Lorsque je rencontre des classes,
un autre élément qui me frappe, c’est
la figure de l’homme ou la femme
politique : les jeunes n’osent pas lui
poser des questions, alors que c’est
précisément une des facettes les plus
importantes de son travail ! Il faut donc absolument démythifier
cette fonction.
Lorsque je rencontre une classe pour la première
fois, je n’explique donc pas d’emblée les partis. Je pars
d’exemples concrets. Avec ce biais, j’explique quelques
rouages (par exemple, la différence entre législatif et
exécutif ) et, aussi, les enjeux d’une décision en la matière
: si on change telle loi dans tel domaine, qu’est-ce
qui risque de se passer ?
Par exemple, je me base sur le cas vécu des ouvrières
travaillant dans les usines chimiques. Avant, quand elles
étaient enceintes, la loi imposait de les écarter immédiatement,
pour des raisons de santé. Le problème, c’est
que cette intention à priori généreuse avait des effets
paradoxaux. En effet, une fois écartées, elles ne recevaient
plus que la moitié de leur salaire. Du coup, elles
cachaient pendant longtemps leur grossesse. Nous, en
tant que politiques, on ne pouvait rien savoir de tout ça.
C’est parce qu’il y avait des citoyennes concernées qui
nous ont interpelés, notamment par le biais de leur syndicat,
qu’on a pu se mettre autour d’une table avec elles,
envisager des réponses au problème, puis essayer de
convaincre les autres groupes politiques d’adopter les
propositions que nous avions élaborées. C’est à partir
d’exemples de ce type qu’on peut aider à comprendre la
mécanique politique.
Vous rencontrez régulièrement des classes, pourriez-
vous caractériser le travail réalisé ?
Je pourrais dire qu’il y a deux types de rencontres :
d’une part, il y a des classes consommatrices de visites
qui dans la même journée peuvent ensuite enchainer
avec une visite du palais de justice, puis du parlement
européen. Dans ce cas-là, c’est très difficile d’essayer de
faire participer les jeunes. Et puis, il y a les classes qui
ont préparé la rencontre.
Le type de préparation est aussi très variable : soit
elle est très théorique, soit elle est axée sur l’analyse d’un
problème très précis, avec lecture d’articles sur la question.
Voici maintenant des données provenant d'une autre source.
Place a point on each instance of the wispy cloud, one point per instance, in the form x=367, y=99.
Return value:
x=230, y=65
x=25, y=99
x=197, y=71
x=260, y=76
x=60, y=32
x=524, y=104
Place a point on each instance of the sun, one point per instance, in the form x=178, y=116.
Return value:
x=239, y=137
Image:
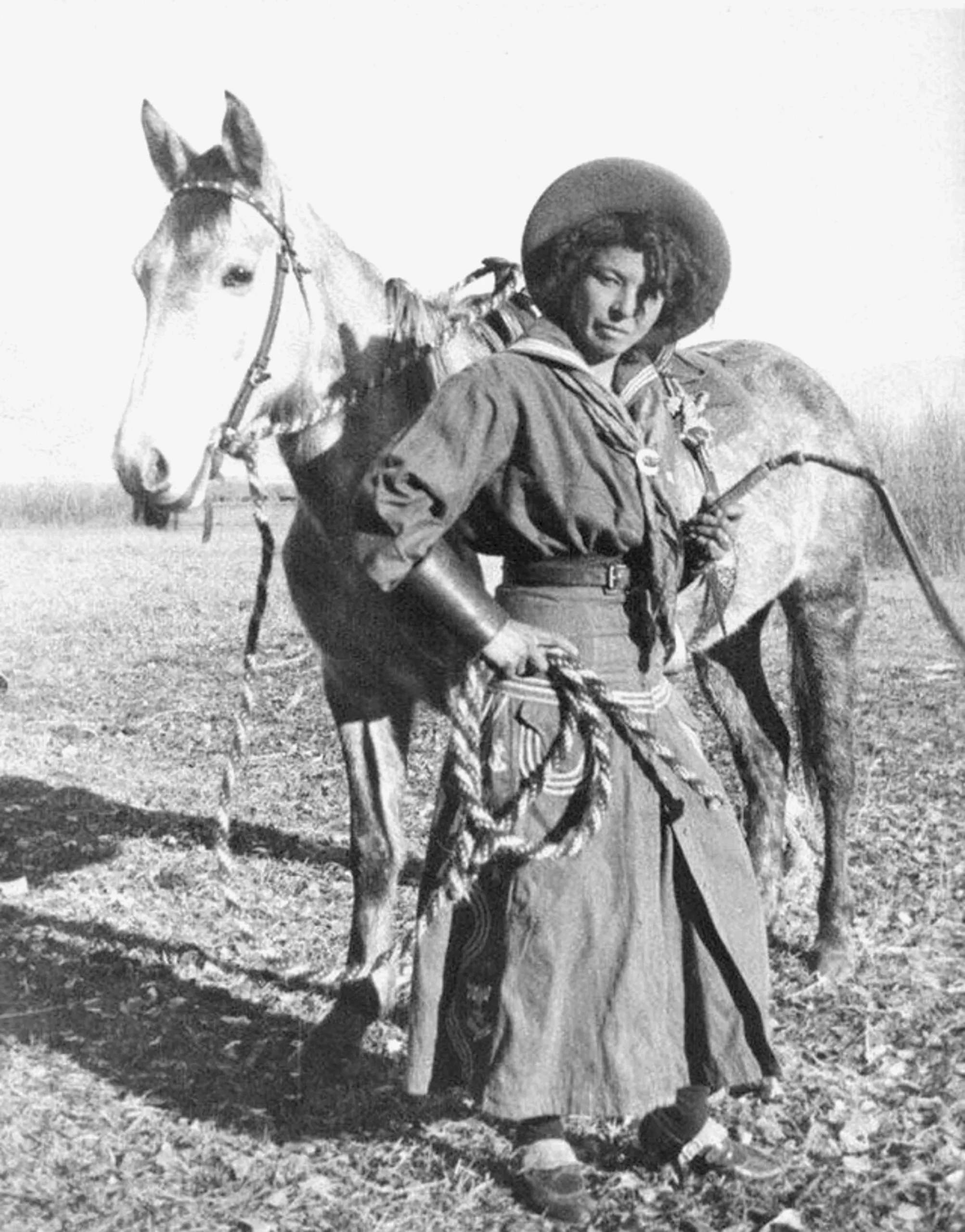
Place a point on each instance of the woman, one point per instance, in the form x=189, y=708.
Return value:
x=629, y=980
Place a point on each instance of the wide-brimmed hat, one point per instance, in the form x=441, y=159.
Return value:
x=625, y=185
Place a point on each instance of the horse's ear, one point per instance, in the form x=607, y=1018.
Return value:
x=242, y=142
x=169, y=153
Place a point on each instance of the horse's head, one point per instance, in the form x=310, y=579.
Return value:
x=214, y=276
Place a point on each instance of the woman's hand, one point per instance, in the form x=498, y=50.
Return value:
x=708, y=535
x=520, y=650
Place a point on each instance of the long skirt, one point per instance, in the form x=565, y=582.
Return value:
x=602, y=982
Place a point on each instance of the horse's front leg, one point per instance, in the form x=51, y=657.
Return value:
x=825, y=619
x=375, y=742
x=733, y=679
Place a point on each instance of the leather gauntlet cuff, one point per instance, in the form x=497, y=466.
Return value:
x=447, y=586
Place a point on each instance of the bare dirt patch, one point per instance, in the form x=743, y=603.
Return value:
x=152, y=1012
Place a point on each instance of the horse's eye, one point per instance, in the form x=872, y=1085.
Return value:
x=237, y=276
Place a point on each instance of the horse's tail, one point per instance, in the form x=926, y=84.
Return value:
x=896, y=523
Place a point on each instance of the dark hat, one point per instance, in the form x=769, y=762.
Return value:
x=625, y=185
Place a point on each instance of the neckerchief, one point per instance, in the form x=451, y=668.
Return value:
x=623, y=418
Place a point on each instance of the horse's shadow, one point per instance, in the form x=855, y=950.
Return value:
x=49, y=830
x=128, y=1006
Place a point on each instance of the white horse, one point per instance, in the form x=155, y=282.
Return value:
x=225, y=285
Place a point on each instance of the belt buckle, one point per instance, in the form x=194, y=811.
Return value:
x=614, y=572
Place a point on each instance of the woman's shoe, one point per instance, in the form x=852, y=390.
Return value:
x=549, y=1180
x=714, y=1150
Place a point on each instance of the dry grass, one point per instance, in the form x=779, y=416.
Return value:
x=151, y=1012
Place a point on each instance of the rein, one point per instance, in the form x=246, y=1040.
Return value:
x=286, y=260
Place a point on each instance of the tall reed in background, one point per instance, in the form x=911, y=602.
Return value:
x=921, y=459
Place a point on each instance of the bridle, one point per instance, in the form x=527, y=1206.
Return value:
x=286, y=260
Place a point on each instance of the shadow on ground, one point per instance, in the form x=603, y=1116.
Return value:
x=56, y=830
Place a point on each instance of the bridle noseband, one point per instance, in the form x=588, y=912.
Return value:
x=286, y=260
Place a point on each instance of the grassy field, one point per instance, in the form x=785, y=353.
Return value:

Les groupes qui se sont préparés théoriquement
me posent plutôt des questions d’organisation, tandis
que ceux qui ont travaillé sur un sujet donné viennent
plutôt avec des questions de fond, parfois très philosophiques.
Ce sont surtout les classes de technique et de
professionnelle que l’on rencontre dans cette deuxième
catégorie. C’est le type de rencontre que je préfère.
Mon travail sera donc très différent selon le type de
préparation menée. Avec les classes qui se sont préparées
de manière plus « formelle », j’essaierai de les tirer
vers des questions de fond, tandis que j’attirerai l’attention
des autres sur le rôle des rouages et des procédures
dans la décision politique.
Comment sensibiliser les jeunes au fait qu’il y a
plusieurs manières de poser un problème, et donc
plusieurs manières d’y répondre ?
Il y a évidemment l’organisation dans les écoles de débats
réunissant les représentants des principaux partis.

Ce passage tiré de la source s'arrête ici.